It all comes back to that self-doubt problem that has been written about in this blog (and probably countless others) already. It’s just that it seems to be a constant issue with writers. We have to have people telling us that what we are doing is worthwhile to keep us going. Good sales on your books, help, of course. That knowledge that you have people out there buying and enjoying your work and anxiously awaiting that next installment is certainly a shot in the arm. But what if you’re new at this and don’t have that yet?
I’m lucky enough to have a group of friends and fellow writers who seem to think that what I write isn’t blech! And that is a big help in keeping me going. But even more important is the fact that I have a lady at home who thinks that I’m the next great American novelist and that my writing is going to make us rich. While I’d be happy if my book simply helps to pay the bills, she is convinced that Stephen Spielberg is going to read it and want to make it into a film and offer me a multi-million dollar movie contract. I think she’s being a bit optimistic but it’s great knowing that someone has that much confidence in what you’re doing.
It would be hard to keep writing if I was being told that I was wasting my time. “Why don’t you stop with that stupid typing and go mow the lawn, or something!” Ouch!
No, instead I have a wife who says, “What are doing that for? Get upstairs and write!” Sometimes I feel a bit like Paul Sheldon in ‘Misery.’ I hope my wife never reads that book.

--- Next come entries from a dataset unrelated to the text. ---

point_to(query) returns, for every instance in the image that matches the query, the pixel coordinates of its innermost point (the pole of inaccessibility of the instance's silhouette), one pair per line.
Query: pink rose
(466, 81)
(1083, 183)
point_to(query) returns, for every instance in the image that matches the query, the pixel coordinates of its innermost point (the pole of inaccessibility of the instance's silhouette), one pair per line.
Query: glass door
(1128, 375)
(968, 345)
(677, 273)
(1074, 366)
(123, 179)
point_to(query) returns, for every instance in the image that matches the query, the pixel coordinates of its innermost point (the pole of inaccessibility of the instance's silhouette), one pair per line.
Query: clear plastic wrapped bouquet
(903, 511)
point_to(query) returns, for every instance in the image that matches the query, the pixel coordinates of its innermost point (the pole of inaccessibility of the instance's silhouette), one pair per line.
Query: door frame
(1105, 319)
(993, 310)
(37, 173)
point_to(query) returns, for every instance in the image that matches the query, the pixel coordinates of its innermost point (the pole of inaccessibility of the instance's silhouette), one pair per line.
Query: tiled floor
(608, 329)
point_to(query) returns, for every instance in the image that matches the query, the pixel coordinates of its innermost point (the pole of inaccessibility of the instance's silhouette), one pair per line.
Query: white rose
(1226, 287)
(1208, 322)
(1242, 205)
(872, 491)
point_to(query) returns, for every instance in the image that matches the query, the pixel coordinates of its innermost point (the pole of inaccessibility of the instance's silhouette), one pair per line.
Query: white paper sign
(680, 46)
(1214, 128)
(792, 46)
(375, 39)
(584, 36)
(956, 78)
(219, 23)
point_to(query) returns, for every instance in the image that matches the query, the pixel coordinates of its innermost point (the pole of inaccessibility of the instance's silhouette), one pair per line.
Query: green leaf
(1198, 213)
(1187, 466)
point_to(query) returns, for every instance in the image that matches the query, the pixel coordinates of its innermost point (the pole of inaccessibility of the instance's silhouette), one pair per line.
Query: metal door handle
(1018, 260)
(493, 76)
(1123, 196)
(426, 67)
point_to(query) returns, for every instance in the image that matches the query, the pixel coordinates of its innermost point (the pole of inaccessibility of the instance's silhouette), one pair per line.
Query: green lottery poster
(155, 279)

Oh, okay. She’s not that bad. That’s just a slight exaggeration. But she won’t let me sit around doing nothing. If I have some spare time, I’d better be writing or else I’ll hear about it. And that’s good, because left to my own devices I might wind up getting lazy and my wife won’t allow that to happen. After all, I need to keep turning out that work for Spielberg.
Hopefully, most of you who are reading this have someone in their corner that has faith in what they are doing. A writing group. Friends. And, best of all, your own personal cheerleader at home. Right now I’m picturing my wife wearing a cheerleader’s outfit and waving pom-poms. She’s screaming, “Joe! Joe! He’s our man, if he can’t write it, no one can!”
All right, that just got weird there, didn’t it? She looks cute in the outfit, though.